Molier, son prese tutte le logge del teatro,

I posti del parterre, quei dell’anfiteatro;

E il popol curioso, ripieno di contento,

Di veder l’Impostore sollecita il momento.

MOL.

Vorrei che andasse a foco il teatro e le scene,

E i comici e le donne alle tartaree pene.

VAL.

Signor, ben obbligato. Dove l’autor mandate?

MOL.

A divertir Plutone fra l’anime dannate.

VAL.

Queste parole sono da uomo disperato.

MOL.

Parole da mio pari.

VAL.

Oimè! che cosa è stato?

MOL.

Sdegnata la Béjart, non so per qual cagione,

Di sé, della figliuola, contro al dover dispone.

Che in scena non verranno protesta in faccia mia;

Ragion di ciò le chiedo, m’insulta e fugge via.

Vi è nota l’odiosa superbia di tai donne.

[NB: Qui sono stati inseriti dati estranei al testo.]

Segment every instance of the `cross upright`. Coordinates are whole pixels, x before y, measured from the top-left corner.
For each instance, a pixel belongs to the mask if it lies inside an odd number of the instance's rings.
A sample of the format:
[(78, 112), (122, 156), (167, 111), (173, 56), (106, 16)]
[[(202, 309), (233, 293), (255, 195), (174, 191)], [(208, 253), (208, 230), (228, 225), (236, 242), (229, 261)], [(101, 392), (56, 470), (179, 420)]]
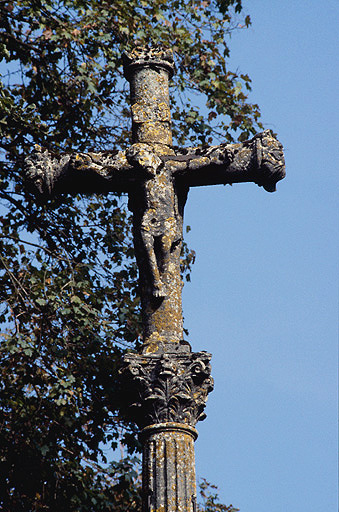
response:
[(37, 147), (26, 173), (43, 194), (127, 192), (143, 317), (140, 354), (127, 354), (127, 412), (143, 442), (143, 511), (196, 510), (194, 428), (213, 388), (210, 354), (183, 340), (180, 253), (190, 187), (254, 182), (267, 191), (285, 175), (281, 144), (264, 131), (237, 144), (175, 148), (168, 81), (171, 50), (124, 55), (132, 145), (125, 151), (52, 155)]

Io non ho sofferenza di taccolar con gonne.

VAL.

Come! di quelle stolte sarà dunque in balia

All’ultima rovina ridur la compagnia?

Pur troppo abbiam sofferto, per causa dei nemici,

Senza guadagno alcuno, de’ giorni aspri infelici.

Mi sentiran ben esse, e meco parleranno

Tutti i compagni nostri, per non soffrire il danno.

Molier, non dubitate, in scena le vedrete.